A população de Pacaraima se vê apreensiva com o aumento da circulação de comboios do exército pela região. Cristobal Pereira é venezuelano e trabalha em uma pousada ao lado da BR-174 em Pacaraima. Ele é favorável à reintegração de Essequibo pela Venezuela.

Moradores já reservaram mochila com itens básicos para uma possível situação emergencial, conta Harlinis. A jornalista considera precoce a avaliação de que haverá um conflito, mas participa de grupos de WhatsApp em que se conversa sobre a situação e há troca de fotos e vídeos da presença militar na região. Ela diz que tem duas filhas pequenas e seu pai é idoso, por isso teme que algo aconteça e suas rotinas sejam alteradas.

Algumas pessoas já estão se preparando para enfrentar possíveis impactos decorrentes dessa situação. Existe tensão. No local onde eu trabalho já há essa discussão. O pessoal tem em mente que isso pode acontecer, então se gera um alerta.
Harlinis Yorjeth

O fotógrafo Ericsson diz que está preocupado com uma possível interrupção de sua atividade. O jovem faz ensaios de famílias e fotografa paisagens do cotidiano da cidade.

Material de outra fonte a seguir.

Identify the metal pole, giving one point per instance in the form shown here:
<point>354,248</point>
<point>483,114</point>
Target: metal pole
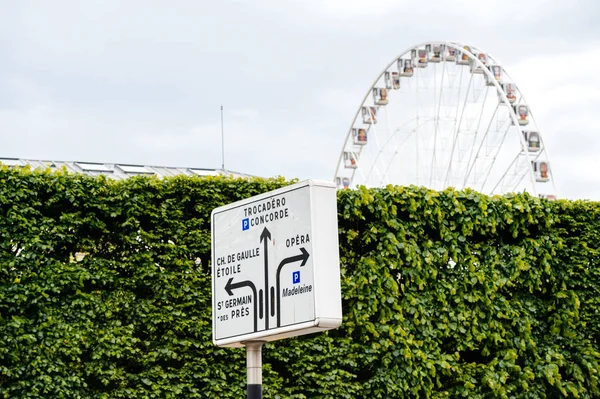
<point>254,369</point>
<point>222,142</point>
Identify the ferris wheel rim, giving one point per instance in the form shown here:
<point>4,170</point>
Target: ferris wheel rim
<point>470,51</point>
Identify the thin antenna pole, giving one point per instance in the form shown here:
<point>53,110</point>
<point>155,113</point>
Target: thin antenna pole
<point>222,142</point>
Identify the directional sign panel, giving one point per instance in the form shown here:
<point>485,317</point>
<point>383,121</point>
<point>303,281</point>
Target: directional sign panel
<point>275,265</point>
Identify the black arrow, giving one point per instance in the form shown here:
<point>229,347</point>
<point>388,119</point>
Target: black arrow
<point>266,234</point>
<point>230,286</point>
<point>302,257</point>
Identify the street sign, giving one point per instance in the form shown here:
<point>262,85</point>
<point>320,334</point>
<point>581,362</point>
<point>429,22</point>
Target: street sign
<point>275,265</point>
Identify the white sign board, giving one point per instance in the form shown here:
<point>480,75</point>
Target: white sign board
<point>275,265</point>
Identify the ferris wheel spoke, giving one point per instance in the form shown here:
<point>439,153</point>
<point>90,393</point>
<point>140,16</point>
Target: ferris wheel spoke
<point>432,125</point>
<point>456,128</point>
<point>483,139</point>
<point>437,119</point>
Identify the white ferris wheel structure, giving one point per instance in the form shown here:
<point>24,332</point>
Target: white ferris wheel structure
<point>446,114</point>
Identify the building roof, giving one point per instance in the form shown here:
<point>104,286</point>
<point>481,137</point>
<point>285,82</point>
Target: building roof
<point>117,171</point>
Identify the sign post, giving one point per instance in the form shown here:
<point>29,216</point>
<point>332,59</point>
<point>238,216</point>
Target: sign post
<point>275,269</point>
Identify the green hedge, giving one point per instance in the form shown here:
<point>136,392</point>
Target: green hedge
<point>446,294</point>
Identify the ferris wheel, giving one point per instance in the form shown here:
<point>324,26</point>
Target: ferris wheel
<point>446,114</point>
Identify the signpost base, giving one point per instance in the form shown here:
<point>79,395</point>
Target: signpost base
<point>254,369</point>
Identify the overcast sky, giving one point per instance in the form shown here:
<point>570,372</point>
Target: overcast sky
<point>142,82</point>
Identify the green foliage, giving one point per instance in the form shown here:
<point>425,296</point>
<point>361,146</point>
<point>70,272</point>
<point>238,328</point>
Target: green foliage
<point>446,294</point>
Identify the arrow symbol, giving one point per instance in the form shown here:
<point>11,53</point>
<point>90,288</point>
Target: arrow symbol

Fake news sobre o conflito

O PM de Roraima consultado pelo UOL chama a atenção para a circulação de notícias falsas nas redes sociais sobre o conflito. Na última semana viralizou um vídeo no Instagram do que seria supostamente um grupo de militares bolivarianos do lado venezuelano da fronteira, dando a entender que estariam se preparando para avançar.

O Exército brasileiro desmentiu vídeo com mais de 500 mil visualizações. O próprio policial descartou essa possibilidade e explicou que as imagens em questão foram gravadas em outro momento, durante uma moção de inauguração de uma placa fronteiriça do país vizinho.

Conflito centenário

A disputa travada entre Venezuela e Guiana perdura há mais de um século. Ambos os países afirmam ter posse do território. A Guiana se baseia em um laudo de 1899, feito em Paris, que definiu a delimitação.

A Venezuela recorre a um acordo firmado com o Reino Unido em 1966, antes da independência do país. Esse acordo foi posteriormente anulado, o que abriu um precedente para uma possível solução negociada.

Nicolás Maduro foi em frente com o desejo de reintegrar Essequiba e violou a Corte Internacional de Justiça. Com a consulta à população por meio do referendo, o presidente disse que os venezuelanos foram favoráveis ao plano. A região em questão é rica em petróleo.